The ability to perform appropriate follow-up is essential when intragastric balloons are used for weight loss to enhance their safety and avoid complications related to spontaneous deflation and bowel obstruction.
These guidelines are not intended to provide inflexible rules or requirements of practice and are not intended, nor should they be used, to state or establish a local, regional, or national legal standard of care. Ultimately, there are various appropriate treatment modalities for each patient, and the surgeon must use judgment in selecting from among feasible treatment options. ASMBS cautions against the use of guidelines in litigation in which the clinical decisions of a physician are called into question. The ultimate judgment regarding appropriateness of any specific procedure or course of action must be made by the physician in light of all the circumstances presented. Thus, an approach that differs from this guideline, standing alone, does not necessarily imply that the approach was below the standard of care. To the contrary, a conscientious physician may responsibly adopt a course of action different from that set forth in the guideline when, in the reasonable judgment of the physician, such course of action is indicated by the condition of the patient, limitations on available resources or advances in knowledge or technology.
All that should be expected is that the physician will follow a reasonable course of action based on current knowledge, available resources, and the needs of the patient, in order to deliver effective and safe medical care.

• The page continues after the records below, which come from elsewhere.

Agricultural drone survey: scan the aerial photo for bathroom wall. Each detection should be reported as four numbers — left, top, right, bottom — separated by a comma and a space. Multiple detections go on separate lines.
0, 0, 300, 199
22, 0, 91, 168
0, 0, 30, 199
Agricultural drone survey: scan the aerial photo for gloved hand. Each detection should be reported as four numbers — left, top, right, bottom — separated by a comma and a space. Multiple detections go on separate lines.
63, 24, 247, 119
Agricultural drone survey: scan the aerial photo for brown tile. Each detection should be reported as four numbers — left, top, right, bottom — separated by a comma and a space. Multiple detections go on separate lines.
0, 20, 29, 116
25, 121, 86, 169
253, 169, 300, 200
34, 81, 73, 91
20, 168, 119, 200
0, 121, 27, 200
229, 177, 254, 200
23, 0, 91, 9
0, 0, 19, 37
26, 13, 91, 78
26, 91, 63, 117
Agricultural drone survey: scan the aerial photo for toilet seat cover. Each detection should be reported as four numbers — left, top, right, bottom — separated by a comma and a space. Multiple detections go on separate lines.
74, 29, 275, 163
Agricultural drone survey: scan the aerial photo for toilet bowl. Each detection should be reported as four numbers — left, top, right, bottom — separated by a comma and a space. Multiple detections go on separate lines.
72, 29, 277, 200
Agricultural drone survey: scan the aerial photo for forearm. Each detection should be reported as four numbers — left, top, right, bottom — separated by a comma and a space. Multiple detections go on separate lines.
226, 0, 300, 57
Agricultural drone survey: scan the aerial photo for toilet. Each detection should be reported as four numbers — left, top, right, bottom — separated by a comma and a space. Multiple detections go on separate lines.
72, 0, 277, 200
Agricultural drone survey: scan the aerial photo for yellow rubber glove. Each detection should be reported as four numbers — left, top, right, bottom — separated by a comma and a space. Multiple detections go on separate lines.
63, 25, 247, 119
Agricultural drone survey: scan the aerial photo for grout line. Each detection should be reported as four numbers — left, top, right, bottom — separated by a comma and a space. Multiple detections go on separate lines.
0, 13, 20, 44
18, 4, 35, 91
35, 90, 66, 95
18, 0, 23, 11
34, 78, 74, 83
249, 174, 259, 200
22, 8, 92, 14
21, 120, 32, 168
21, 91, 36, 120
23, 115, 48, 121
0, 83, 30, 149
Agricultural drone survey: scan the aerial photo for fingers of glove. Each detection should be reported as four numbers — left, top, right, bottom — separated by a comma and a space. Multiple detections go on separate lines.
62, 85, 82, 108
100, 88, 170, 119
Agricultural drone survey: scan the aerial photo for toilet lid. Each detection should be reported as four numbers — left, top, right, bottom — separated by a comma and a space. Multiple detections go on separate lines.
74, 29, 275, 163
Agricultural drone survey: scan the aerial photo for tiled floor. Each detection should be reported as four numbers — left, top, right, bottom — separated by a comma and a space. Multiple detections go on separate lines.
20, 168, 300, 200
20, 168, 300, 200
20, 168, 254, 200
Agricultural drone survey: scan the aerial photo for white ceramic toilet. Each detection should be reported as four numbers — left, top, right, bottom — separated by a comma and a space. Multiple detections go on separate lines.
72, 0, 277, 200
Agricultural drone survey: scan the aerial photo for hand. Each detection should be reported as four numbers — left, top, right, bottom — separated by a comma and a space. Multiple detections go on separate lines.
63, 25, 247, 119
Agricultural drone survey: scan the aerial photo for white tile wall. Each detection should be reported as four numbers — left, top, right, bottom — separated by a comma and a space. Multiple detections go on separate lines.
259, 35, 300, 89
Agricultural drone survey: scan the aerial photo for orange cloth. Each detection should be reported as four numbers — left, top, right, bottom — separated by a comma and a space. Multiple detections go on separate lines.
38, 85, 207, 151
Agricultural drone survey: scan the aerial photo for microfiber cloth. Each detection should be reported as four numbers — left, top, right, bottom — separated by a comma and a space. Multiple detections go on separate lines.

The sole purpose of this guideline is to assist practitioners in achieving this objective.
Clinical practice guidelines are intended to indicate the best available approach to medical conditions as established by a systematic review of available data and expert opinion. The approach suggested may not necessarily be the only acceptable approach given the complexity of the healthcare environment. These guidelines are intended to be flexible, as the surgeon must always choose the approach best suited to the patient and to the variables at the moment of decision. These guidelines are applicable to all physicians who are appropriately credentialed regardless of specialty and address the clinical situation in question.
These guidelines are developed under the auspices of SAGES, the guidelines committee and approved by the Board of Governors. The recommendations of each guideline undergo multidisciplinary review and are considered valid at the time of production based on the data available. New developments in medical research and practice pertinent to each guideline are reviewed, and guidelines will be periodically updated.
The authors have no commercial associations that might be a conflict of interest in relation to this article.